Chose curieuse cet intérêt des pouvoirs publics pour le bonheur et la qualité de vie survient au même moment que la pire crise économique depuis celle des années 1930. Du moins dans les pays dits développés aux prises avec une concurrence irrésistible des pays émergents. Peut-être commence-t-on à s’intéresser au bonheur et à la qualité de vie quand on perd au jeu du PIB?

Quoi qu’il en soit des raisons profondes derrière cette quête d’un indicateur de remplacement au PIB, les économistes ne pouvaient rester indifférents à la question. En mai 2012, l’hebdomadaire The Economist mettait au vote sur sa tribune électronique la question suivante : «Croyez-vous que de nouveaux indicateurs sont nécessaires pour mieux mesurer le progrès économique et social ? 83% des répondants ont opiné par l’affirmative (http://econ.st/l5ZQ0W).

De plus en plus, les chercheurs s’intéressent au bonheur et à ses liens avec les politiques publiques. Ainsi, au Canada, le Centre d’étude des niveaux de vie (CENV) a tenu en février 2011 un important colloque sur le thème «Happiness as a Goal for Public Policy : Ready for Primetime?»[2].

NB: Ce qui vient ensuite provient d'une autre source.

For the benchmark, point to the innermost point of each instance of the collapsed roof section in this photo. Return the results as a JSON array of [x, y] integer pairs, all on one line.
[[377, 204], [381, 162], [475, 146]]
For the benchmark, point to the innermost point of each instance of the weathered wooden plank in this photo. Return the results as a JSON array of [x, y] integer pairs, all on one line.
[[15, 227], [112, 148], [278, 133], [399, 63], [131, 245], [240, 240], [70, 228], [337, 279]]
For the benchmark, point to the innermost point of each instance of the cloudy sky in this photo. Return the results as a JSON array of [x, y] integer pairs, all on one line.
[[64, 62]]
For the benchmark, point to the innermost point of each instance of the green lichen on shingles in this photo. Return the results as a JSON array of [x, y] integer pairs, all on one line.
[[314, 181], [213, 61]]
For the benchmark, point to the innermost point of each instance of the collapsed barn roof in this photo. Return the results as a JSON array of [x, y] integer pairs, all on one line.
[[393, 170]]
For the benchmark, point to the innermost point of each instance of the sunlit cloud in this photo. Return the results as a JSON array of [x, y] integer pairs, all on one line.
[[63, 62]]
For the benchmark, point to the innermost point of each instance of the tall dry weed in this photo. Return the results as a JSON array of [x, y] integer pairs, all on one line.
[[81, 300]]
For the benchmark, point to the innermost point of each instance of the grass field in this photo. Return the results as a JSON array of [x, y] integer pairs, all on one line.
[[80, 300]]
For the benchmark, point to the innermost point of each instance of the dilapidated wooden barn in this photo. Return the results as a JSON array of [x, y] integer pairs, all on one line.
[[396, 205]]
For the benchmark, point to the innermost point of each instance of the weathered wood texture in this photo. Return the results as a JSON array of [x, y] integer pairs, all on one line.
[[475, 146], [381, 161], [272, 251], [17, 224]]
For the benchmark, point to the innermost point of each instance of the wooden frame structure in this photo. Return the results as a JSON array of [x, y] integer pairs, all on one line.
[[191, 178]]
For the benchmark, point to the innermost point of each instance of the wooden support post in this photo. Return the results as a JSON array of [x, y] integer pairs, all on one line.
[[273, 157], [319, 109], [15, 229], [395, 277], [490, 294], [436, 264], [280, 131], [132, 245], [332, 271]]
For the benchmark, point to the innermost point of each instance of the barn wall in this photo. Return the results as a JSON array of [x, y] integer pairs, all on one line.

Dans la même veine, la section de la Capitale-Nationale de l’Association des économistes québécois tenait un diner-conférence et un forum sur invitation les 30 et 31 mai derniers sur les thèmes de la mesure du progrès et du bien-être des sociétés et du développement d’un indicateur de mieux-vivre pour le Québec.    Les présentations effectuées lors de ces évènements sont disponibles sur le site de l’Association ( ). Ces présentations ont permis d’en savoir davantage sur les travaux de l’OCDE, du CENV et de certains chercheurs. Dans différents articles à venir au cours des prochaines semaines, nous puiserons en partie dans ces présentations  pour aborder différentes questions soulevées par la recherche d’un indicateur de progrès plus performant que le PIB.


 


[1] Selon un communiqué de l’AFP reproduit dans La Presse du 6 août 2012.